Having decided that there were reasonable grounds for suspecting price fixing or market sharing, the OFT began formal investigations by obtaining warrants from the High Court to enter and search the premises of a number of companies. Unannounced visits were also made to a number of other businesses under the powers available to the OFT to enter premises without warrant to seize relevant documents.
Nine flat roofing contractors were found to have been involved in individual agreements or concerted practices with the object of fixing prices for repair, maintenance and improvement works for flat roofs in the West Midlands.
When a client wished to undertake flat roofing works in the area, in order to have competition for the individual contract, it typically invited a number of suitably qualified roofing contractors to submit tender bids detailing the price at which they could undertake the work specified. Clients included both public and private sector entities over a wide range of projects, including a number of schools, a community library, a shopping centre and a car park.
The OFT investigation found that a number of flat roofing contractors working within the region were colluding to eliminate competition among themselves. A large number of faxes between the companies revealed that they had agreed to return token bids that were inflated to allow other firms to win the contracts. The lowest bids were not being determined by market forces, but by the suppliers themselves.
Cover bidding
There were generally three types of arrangement that could result in a pre-determined supplier winning a contract. First, it was found that 'cover bidding', also referred to as cover pricing, was widespread. This occurs when a supplier submits a marginally higher price that is not intended to win the contract. This is a price that has been decided upon in collusion with another supplier that has been secretly nominated to win the work. Cover bidding gives the client the impression of competitive bidding but, in reality, suppliers are agreeing to submit token bids to pave the way for one firm to win the work.
The OFT was unimpressed with the contractors' contention that they were often under intense pressure to submit bids, failing which the client authority might strike them off a pre-qualified panel of approved contractors. That did not amount to a sufficient explanation or excuse for cover pricing, which was viewed as a particularly serious infringement of the Competition Act.
Another type of arrangement found was 'bid-suppression', when suppliers agreed among themselves either to abstain from bidding or to withdraw bids.
Rotating bids
A third arrangement described by the OFT was 'bid-rotation', a process whereby the pre-selected supplier submitted the lowest selected bid on a systematic or rotational basis.
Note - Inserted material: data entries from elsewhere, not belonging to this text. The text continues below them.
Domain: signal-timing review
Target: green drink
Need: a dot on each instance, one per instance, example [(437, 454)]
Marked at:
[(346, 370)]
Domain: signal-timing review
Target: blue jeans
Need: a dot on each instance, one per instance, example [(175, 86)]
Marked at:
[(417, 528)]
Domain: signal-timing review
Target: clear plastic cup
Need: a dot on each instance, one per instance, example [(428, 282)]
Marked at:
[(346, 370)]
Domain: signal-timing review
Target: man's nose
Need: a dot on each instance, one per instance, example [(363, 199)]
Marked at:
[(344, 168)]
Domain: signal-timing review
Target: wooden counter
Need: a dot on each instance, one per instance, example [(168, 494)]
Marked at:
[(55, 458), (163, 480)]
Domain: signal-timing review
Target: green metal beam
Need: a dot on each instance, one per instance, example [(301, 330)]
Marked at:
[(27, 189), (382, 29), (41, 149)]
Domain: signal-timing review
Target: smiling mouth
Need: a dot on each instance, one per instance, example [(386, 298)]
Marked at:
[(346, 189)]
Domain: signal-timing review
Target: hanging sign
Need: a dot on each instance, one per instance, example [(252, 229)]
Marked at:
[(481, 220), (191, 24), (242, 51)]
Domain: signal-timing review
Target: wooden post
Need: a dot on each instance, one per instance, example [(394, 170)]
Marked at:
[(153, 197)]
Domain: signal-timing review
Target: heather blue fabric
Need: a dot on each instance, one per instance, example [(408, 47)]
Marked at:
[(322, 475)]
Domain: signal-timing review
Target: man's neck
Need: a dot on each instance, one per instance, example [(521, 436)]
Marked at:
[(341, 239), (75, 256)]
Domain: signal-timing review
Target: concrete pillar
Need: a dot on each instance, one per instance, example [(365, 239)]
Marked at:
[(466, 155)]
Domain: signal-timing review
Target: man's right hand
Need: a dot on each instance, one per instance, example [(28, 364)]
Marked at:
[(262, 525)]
Fines totalling more than £330,000 were imposed. Briggs, which had committed more infringements than any other company, had its fine reduced to zero as it kickstarted the investigation. Another firm, Howard Evans Roofing, also co-operated with the investigation and had its fine reduced by half.
It is clear that the OFT regards anti-competitive practices as widespread, particularly within the construction industry. It will pursue such investigations with vigour whenever it can, acting upon tip-offs encouraged by its leniency policies. Under newer regulations it will also have powers to eaves-drop on communications if it suspects foul play. Unannounced searches of company premises are an equally powerful way of getting to the evidence. Criminal prosecutions are likely where directors and management knowingly engage in such practices. Perhaps these powerful measures, originating primarily within the EU, will eventually eradicate these damaging practices.